Placées à l’entrée d’un labyrinthe, les abeilles, a-t-elle pu observer, ont identifié différents signes représentés sur une cartographie et, après un rapide apprentissage, elles ont régulièrement choisi la sortie portant le signe menant à une récompense. Malgré un cerveau pas plus grand qu’une tête d’épingle, les abeilles sont dotées « d’une bonne vision et d’une grande mémoire », ajoute-t-elle.

Capacité d’adaptation à l’environnement

Elle a par ailleurs prouvé que ces insectes n’étaient pas uniquement guidés par leur instinct. Grâce à un test réalisé en plein air, la jeune femme a mis en évidence leur capacité à « adapter leur comportement à leur environnement et aux expériences vécues ». Jusqu’alors, cette faculté de mettre des éléments en relation était considérée par la communauté scientifique comme l’apanage des humains et de certains singes. « On pense souvent que seuls les grands singes sont dotés d’intelligence, mais c’est faux », insiste Mme Avarguès-Weber.

La jeune femme souhaite désormais comprendre comment les abeilles réalisent des tâches de cette complexité avec si peu de neurones (un million, contre 100 milliards pour un être humain). Elle envisage plusieurs pistes de réflexion: leur cerveau dispose-t-il d’une méthode plus efficace que l’homme pour traiter les informations? Ou serait-il possible qu’un même neurone fût utilisé pour des fonctions différentes?

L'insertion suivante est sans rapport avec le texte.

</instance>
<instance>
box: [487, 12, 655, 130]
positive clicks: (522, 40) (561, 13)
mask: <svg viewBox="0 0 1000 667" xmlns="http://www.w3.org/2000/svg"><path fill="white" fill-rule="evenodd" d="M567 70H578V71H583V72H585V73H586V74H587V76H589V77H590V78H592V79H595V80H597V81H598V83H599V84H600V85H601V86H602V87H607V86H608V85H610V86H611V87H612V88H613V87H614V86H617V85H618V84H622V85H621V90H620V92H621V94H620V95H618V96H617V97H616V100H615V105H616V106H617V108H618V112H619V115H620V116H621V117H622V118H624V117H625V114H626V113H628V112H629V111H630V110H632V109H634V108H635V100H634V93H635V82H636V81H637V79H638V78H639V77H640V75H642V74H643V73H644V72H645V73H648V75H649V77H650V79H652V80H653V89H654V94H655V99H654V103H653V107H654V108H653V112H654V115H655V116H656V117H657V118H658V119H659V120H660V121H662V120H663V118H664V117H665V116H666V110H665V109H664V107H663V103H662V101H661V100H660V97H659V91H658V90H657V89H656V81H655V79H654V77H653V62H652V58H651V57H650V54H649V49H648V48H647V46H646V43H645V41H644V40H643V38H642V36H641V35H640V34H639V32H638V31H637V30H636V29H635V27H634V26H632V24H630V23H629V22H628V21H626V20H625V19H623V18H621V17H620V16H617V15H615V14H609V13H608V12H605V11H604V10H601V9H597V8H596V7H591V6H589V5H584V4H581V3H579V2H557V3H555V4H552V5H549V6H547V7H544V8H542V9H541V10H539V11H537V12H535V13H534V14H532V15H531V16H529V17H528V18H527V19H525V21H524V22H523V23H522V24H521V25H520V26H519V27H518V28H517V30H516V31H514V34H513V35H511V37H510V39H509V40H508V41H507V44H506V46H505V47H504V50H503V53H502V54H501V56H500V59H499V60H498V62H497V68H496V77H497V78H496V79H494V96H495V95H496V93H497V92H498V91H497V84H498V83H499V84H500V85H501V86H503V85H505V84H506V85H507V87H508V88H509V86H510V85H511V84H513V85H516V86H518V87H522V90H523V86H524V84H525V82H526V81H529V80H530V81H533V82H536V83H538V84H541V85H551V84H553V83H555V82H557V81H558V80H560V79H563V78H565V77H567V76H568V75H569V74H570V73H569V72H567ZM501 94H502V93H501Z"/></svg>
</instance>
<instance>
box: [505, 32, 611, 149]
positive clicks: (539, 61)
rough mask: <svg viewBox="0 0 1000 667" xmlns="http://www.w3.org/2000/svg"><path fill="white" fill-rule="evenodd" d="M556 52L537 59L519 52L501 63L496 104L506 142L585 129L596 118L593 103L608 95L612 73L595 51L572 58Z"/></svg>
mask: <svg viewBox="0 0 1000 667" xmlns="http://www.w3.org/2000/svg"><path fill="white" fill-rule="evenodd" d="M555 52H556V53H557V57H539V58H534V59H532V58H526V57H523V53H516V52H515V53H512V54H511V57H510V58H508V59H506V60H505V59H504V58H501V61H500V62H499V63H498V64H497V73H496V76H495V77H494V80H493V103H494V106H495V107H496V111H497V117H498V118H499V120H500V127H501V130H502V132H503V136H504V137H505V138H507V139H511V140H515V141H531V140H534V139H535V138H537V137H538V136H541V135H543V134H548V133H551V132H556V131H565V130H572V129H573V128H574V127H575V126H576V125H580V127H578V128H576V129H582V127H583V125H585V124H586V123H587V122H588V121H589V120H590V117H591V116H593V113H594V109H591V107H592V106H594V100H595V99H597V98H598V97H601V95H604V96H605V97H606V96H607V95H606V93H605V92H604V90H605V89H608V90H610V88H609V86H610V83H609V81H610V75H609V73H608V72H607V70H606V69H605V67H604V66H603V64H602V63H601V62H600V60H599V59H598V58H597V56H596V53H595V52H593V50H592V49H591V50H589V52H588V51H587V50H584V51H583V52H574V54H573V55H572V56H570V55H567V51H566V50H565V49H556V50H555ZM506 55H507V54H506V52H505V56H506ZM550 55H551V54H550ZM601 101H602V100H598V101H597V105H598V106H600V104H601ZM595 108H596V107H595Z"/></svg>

Les premières études sur cet insecte butineur remontent au début du siècle dernier. L’Autrichien Karl Von Frisch avait alors décrypté « le langage des abeilles »: pour indiquer une source de nourriture à leurs congénères, les abeilles effectuent une danse subtile. Il avait aussi démontré la faculté des abeilles à distinguer les couleurs.